🤖 AI Summary
Addressing the challenge of simultaneously achieving dimensionality reduction and dynamical fidelity in modeling high-dimensional time-varying physical systems, this paper proposes WeldNet: a novel framework that partitions spatiotemporal data into sliding temporal windows; applies intra-window deep autoencoders for nonlinear manifold-based dimensionality reduction; enforces inter-window temporal consistency via a cross-window transformer; and evolves dynamics in the latent space using a dedicated propagation network. WeldNet introduces the first windowed nonlinear dimensionality reduction paradigm and provides theoretical guarantees of complete representational capacity under the manifold hypothesis.

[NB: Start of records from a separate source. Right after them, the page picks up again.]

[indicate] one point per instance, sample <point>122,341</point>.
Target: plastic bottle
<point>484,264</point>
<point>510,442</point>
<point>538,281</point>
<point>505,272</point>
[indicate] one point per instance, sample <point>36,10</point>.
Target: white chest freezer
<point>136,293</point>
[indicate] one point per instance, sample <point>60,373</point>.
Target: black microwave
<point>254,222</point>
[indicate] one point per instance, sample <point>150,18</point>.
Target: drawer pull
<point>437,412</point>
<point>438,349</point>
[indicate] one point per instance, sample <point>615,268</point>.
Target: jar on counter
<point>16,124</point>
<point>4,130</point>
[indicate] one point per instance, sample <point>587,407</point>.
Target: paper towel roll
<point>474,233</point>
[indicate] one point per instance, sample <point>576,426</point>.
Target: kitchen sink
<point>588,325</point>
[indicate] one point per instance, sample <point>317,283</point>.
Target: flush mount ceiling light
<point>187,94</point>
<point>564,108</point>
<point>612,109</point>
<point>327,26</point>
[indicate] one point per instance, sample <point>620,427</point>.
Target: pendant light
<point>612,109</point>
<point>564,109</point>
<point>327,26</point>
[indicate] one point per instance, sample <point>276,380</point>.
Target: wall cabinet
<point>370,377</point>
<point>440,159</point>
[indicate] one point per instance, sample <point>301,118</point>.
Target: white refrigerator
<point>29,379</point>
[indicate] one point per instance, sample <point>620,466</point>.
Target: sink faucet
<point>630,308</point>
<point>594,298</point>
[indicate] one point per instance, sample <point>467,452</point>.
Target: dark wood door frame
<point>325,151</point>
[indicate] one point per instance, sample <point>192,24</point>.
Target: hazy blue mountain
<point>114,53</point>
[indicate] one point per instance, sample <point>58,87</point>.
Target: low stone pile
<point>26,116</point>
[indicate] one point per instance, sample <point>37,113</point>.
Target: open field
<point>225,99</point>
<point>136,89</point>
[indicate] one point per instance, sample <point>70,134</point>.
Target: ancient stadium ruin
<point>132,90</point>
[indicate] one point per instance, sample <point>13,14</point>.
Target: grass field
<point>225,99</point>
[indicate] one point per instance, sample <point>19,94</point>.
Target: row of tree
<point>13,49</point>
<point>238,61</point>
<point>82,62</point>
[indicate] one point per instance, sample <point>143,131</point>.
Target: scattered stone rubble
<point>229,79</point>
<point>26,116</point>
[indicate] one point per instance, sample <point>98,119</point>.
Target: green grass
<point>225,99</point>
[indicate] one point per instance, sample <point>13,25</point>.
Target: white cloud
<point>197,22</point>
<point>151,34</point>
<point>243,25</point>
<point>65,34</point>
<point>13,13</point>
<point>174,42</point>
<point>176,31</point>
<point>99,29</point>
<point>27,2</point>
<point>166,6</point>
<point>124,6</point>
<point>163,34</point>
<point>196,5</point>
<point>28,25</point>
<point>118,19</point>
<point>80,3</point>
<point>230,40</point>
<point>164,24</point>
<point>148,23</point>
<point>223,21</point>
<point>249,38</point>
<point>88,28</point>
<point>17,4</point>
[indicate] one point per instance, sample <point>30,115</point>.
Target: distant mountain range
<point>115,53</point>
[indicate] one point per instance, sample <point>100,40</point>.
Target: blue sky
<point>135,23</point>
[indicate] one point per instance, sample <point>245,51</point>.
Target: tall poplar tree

Evaluated on diverse partial differential equation (PDE) modeling tasks, WeldNet consistently outperforms proper orthogonal decomposition (POD) and state-of-the-art nonlinear methods, accurately capturing strong nonlinear structures and long-term dynamical behavior while maintaining both local accuracy and global stability.
📝 Abstract
Many problems in science and engineering involve time-dependent, high dimensional datasets arising from complex physical processes, which are costly to simulate. In this work, we propose WeldNet: Windowed Encoders for Learning Dynamics, a data-driven nonlinear model reduction framework to build a low-dimensional surrogate model for complex evolution systems. Given time-dependent training data, we split the time domain into multiple overlapping windows, within which nonlinear dimension reduction is performed by auto-encoders to capture latent codes. Once a low-dimensional representation of the data is learned, a propagator network is trained to capture the evolution of the latent codes in each window, and a transcoder is trained to connect the latent codes between adjacent windows. The proposed windowed decomposition significantly simplifies propagator training by breaking long-horizon dynamics into multiple short, manageable segments, while the transcoders ensure consistency across windows. In addition to the algorithmic framework, we develop a mathematical theory establishing the representation power of WeldNet under the manifold hypothesis, justifying the success of nonlinear model reduction via deep autoencoder-based architectures. Our numerical experiments on various differential equations indicate that WeldNet can capture nonlinear latent structures and their underlying dynamics, outperforming both traditional projection-based approaches and recently developed nonlinear model reduction methods.